To determine the rate law for this reaction, we need to use the experimental data provided. The rate law is an equation that relates the initial rate of the reaction to the concentrations of the reactants. In this case, we need to determine the exponents (x and y) for the reactants [H2PO4-] and [OH-] in the rate law equation.

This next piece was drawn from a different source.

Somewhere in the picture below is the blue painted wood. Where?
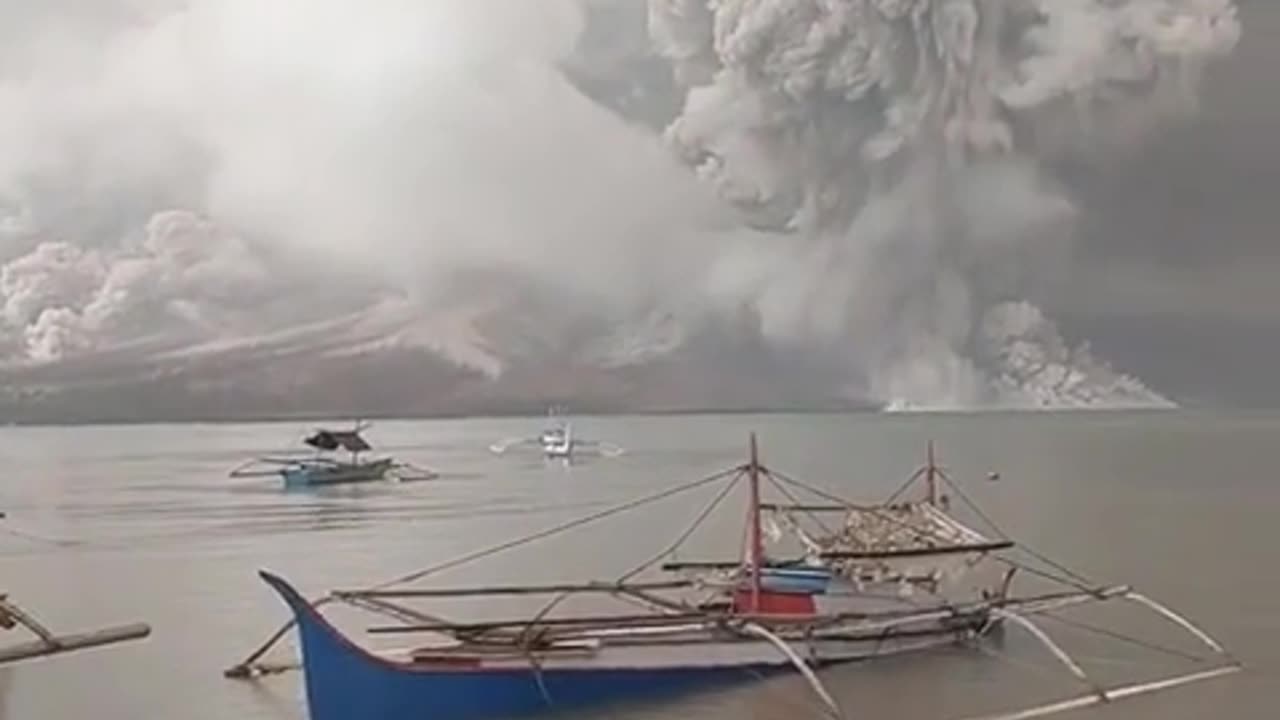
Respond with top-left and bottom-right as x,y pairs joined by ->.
260,571 -> 790,720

Let's analyze the data to determine the rate law:
Experiment / [H2PO4-] (M) / [OH-] (M) / Initial Rate (mol/L·min)
1 / 0.0031 / 0.00041 / 0.0021
2 / 0.0031 / 0.00082 / 0.0084
3 / 0.0093 / 0.00041 / 0.0063
4 / ? / 0.00034 / 0.0021
From the given data, we can see that experiment 4 was conducted at the same concentration of OH- as experiment 1, but with an unknown concentration of H2PO4-. We can use the data from experiments 1-3 to determine the exponents x and y.
Using the method of initial rates, compare experiments 1 and 2:
(rate_exp2)/(rate_exp1) = [(0.0084 M/min)/(0.0021 M/min)] = (0.0031 M/0.0031 M)^x * (0.00082 M/0.00041 M)^y
Simplifying the equation, we get:
4 = 2^x * 2^y
Since 4 = 2^2, we can infer that x + y = 2.
Similarly, compare experiments 1 and 3:
(rate_exp3)/(rate_exp1) = [(0.0063 M/min)/(0.0021 M/min)] = (0.0093 M/0.0031 M)^x * (0.00041 M/0.00041 M)^y
Simplifying the equation, we get:
3 = 3^x * 1^y
Since 3 = 3^1, we can infer that x = 1 and y = 0.
Now, we have determined the values of x and y for the rate law equation:
rate = k[H2PO4-]^1[OH-]^0
Simplifying further, we get:
rate = k[H2PO4-]
Therefore, the rate law for this reaction is: rate = k[H2PO4-].
Note: The value of y is 0 because [OH-] does not affect the rate of the reaction.